View Single Post
Old 11-19-2003, 08:14 PM   #35
James D Macdonald
Guest
 
Posts: n/a
How To Tell Where Your Story Begins

So, where does your story begin?

One way to find your beginning is this: first, write your book. Now go through it to find its start.

Here's how to recognize the start: it's the point where you can no longer summarize everything that went before in a single sentence:

Nothing that Ceclia had seen at the Academy could have prepared her for the first sight of Crymble Manor.

"The appropriations bill is dead on arrival," Senator O'Connor said.

The day after the world ended, Bill got into his pickup truck and drove into town.

Another way to say this is: it's the point where the characters can't decide, To heck with this and order out for pizza. The one-way door has blown shut and they can't get back into the theatre.

Later on, as you gain experience, you can get better at avoiding false starts ("Hesitation marks," we call 'em).

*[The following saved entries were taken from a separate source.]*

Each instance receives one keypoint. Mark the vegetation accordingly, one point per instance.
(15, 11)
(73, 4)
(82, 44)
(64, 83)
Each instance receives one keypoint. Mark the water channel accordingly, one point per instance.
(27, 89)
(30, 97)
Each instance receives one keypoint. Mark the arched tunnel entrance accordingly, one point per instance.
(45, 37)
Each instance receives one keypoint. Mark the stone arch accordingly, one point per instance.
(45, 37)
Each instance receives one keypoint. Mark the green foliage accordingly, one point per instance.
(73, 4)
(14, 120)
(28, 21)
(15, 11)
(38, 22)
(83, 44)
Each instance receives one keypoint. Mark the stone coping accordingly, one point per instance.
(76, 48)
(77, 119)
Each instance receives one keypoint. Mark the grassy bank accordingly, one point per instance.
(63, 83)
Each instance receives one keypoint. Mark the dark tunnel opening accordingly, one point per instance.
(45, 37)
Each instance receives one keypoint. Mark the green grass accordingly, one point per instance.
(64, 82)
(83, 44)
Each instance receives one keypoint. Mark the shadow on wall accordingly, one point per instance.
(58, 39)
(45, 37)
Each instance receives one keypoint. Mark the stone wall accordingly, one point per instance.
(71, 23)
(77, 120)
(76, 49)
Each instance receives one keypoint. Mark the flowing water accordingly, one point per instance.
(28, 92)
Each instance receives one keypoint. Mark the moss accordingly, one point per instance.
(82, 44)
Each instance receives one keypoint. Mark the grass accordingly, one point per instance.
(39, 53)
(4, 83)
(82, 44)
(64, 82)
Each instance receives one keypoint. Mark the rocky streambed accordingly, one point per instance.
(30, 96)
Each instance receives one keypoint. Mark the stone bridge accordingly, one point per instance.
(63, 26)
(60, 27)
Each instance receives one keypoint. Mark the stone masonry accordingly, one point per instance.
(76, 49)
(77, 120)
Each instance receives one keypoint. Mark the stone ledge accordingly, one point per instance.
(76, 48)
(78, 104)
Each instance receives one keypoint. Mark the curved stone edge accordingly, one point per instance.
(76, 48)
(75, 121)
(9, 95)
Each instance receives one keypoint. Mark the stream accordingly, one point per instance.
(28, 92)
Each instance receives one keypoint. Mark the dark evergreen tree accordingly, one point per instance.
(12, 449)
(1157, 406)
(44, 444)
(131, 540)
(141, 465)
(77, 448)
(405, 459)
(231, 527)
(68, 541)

Here's how I figure out where to start my story: I figure out the climax -- something that's really big, cinematic, satisfying, full of action and movement. I take the characters who are there, and back 'em off to some point before that climax, then try to get them to it.

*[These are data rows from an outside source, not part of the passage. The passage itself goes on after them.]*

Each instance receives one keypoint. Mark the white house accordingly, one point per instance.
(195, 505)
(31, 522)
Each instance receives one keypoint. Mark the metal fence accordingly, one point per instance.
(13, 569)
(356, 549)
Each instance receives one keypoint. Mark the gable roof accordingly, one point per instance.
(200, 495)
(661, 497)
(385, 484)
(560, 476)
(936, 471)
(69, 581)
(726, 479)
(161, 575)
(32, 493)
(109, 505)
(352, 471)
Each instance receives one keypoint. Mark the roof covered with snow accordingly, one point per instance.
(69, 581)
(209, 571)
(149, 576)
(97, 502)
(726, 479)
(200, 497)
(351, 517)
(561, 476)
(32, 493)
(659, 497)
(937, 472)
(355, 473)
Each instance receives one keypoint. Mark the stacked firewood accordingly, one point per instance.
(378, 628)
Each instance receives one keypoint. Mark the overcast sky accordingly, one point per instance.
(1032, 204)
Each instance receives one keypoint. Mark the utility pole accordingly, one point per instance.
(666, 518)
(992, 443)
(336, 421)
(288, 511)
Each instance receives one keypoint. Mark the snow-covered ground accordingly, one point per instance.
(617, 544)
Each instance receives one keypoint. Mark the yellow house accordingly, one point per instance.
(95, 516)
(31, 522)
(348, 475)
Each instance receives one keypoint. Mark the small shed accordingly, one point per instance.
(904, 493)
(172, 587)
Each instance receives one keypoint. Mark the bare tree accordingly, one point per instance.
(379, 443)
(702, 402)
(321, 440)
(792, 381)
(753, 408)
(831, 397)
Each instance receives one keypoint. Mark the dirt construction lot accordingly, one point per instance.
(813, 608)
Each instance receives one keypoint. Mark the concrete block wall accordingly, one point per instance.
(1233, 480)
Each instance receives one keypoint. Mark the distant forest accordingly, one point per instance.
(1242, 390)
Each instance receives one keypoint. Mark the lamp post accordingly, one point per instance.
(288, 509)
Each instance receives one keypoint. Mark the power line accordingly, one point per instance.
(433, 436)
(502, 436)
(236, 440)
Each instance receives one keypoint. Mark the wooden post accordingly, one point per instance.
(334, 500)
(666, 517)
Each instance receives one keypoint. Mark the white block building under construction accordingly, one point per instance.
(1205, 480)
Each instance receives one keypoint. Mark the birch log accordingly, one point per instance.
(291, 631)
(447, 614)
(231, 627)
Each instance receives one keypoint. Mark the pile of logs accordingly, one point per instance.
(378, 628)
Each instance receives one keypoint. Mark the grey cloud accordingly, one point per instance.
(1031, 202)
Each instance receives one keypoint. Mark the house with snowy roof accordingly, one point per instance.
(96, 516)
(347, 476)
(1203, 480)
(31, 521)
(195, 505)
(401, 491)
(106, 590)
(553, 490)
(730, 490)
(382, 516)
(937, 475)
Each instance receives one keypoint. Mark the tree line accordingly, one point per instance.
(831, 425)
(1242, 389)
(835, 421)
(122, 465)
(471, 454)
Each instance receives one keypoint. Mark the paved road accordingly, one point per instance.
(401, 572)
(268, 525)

Sometimes -- a lot of the time -- those characters never get to the climax I started with. (There's one climax I've been using for years as a starting point. One day I will get there.)

So here's another way to figure out where to start your story: Put interesting characters in an interesting place, then let them do interesting things. (What's interesting? That's the art, isn't it. Your readers will tell you what's interesting by the sound of rapidly turning pages.)

If the first two chapters of your book are backstory and exposition, and the movement of the plot starts in chapter three, the opening of your book is chapter three. Delete the first two chapters.

====

Plots start when movement starts. This movement can be physical, or it can be psychological, but it is movement. The human eye instinctivly follows a moving object. It will follow the fastest moving object if several are present. So ... make your plot move, and eyes will follow it.

A chess game doesn't start until the first piece or pawn moves.